21 Dicembre 2024

Il Mar Nero dimenticato nel conflitto

Il Mar Nero, chiuso a qualsiasi nave militare, con il traffico mercantile ridotto al minimo, è di fatto una retrovia del conflitto terrestre, controllata dalla Russia e dalla neutrale Turchia. Mosca ha ridotto le attività navali dopo le perdite subite ad opera di Kyiv; presto potrebbe riprenderle con le poche unità disponibili non potendo più ricevere rinforzi dai comandi fuori area.

Fino a quando il transito militare negli Stretti Turchi sarà vietato agli altri Paesi (Stati Uniti anzitutto) e alla Nato? La Turchia dovrà prima o poi fare delle scelte, ripristinando il regime ordinario della Convenzione di Montreux del 1936. In vista di un possibile cessate il fuoco, la Russia dovrà nuovamente confrontarsi con la Nato, proprio come ora avviene nel Mediterraneo dove ha concentrato un cospicuo nucleo delle sue forze convenzionali.

La posizione turca a un anno dal blocco

Quando un anno fa circolò la notizia che Ankara aveva “avvertito tutti i paesi litoranei e non litoranei di non attraversare gli Stretti con le navi da guerra” apparve chiaro che la Turchia si proponeva di limitare la dimensione marittima del conflitto per preservare la stabilità del Mar Nero e garantire i propri interessi.
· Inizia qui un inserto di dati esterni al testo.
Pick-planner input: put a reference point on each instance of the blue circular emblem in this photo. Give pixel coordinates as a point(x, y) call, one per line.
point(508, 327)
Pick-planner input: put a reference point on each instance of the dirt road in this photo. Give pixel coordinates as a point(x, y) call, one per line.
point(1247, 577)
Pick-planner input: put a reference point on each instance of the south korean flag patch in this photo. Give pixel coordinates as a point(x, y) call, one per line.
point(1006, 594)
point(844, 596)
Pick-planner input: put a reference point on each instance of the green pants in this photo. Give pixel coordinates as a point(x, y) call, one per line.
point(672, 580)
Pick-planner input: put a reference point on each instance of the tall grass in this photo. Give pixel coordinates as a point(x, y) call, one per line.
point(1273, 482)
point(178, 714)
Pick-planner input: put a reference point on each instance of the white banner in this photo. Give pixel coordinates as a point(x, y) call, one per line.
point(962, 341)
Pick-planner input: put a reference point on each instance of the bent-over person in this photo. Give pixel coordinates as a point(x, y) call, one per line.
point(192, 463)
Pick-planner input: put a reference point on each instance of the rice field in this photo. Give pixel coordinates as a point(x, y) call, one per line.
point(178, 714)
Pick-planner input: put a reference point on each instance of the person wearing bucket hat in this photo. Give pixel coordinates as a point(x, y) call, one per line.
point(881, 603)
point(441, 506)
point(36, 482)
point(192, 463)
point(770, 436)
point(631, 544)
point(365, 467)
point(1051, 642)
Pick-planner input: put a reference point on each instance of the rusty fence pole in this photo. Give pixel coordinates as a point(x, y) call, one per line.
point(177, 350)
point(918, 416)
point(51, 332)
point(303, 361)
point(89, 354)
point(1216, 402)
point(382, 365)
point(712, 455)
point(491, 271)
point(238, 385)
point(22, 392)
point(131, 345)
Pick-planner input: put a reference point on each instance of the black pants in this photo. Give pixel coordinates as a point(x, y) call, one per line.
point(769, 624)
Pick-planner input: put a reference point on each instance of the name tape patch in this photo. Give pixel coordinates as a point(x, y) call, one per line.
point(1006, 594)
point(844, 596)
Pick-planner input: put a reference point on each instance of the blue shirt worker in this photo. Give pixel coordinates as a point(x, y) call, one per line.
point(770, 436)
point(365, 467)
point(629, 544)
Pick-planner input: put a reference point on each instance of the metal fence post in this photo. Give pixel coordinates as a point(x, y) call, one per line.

Alla Russia fu chiesto di non far transitare le navi il cui passaggio era già autorizzato ed analogo messaggio fu indirizzato alla Comunità internazionale. La Marina russa fece rientrare – come previsto da Montreux – le Unità che erano dislocate in precedenza all’interno del bacino, mentre nessuna nave statunitense o di Paesi Nato transitò più in ingresso negli Stretti.

In questo modo, la Turchia assunse una posizione ambivalente nell’applicare due diverse norme della Convenzione. Da un lato, l’articolo 19.1 per cui “in tempo di guerra”, non essendo essa belligerante, le navi militari di qualsiasi bandiera godono di completa libertà di transito, a meno non appartengano a potenze straniere belligeranti (come appunto sono Russia e Ucraina); dall’altro, l’articolo 21.1 che le attribuisce il potere discrezionale di non far entrare in Mar Nero nessuna unità militare, qualora “si consideri minacciata da un imminente pericolo di guerra”.

Se così è, possiamo dire che a trarre vantaggio dalla chiusura del Mar Nero è stata in prima istanza la Turchia stessa che ha evitato un allargamento del conflitto navale innanzi alle sue coste, oltre all’Ucraina che l’ha richiesto. Con la chiusura del Mar Nero la Turchia è riuscita a consolidare il proprio ruolo di garante della stabilità del bacino. Anche il “patto del grano” tra Russia ed Ucraina ha funzionato egregiamente grazie al suo attivo coinvolgimento al fianco delle Nazioni unite. Ora, alla scadenza, potrebbe essere prorogato se verranno accettate alcune richieste russe di mitigare le sanzioni alla sua agricoltura.

La Marina russa in difficoltà

La Russia ha aderito senza esitazioni alle restrizioni navali, fedele all’assioma che per la propria sicurezza, gli Stretti devono essere sotto il controllo dalla Turchia. Il vantaggio strategico non ha funzionato sul piano tattico.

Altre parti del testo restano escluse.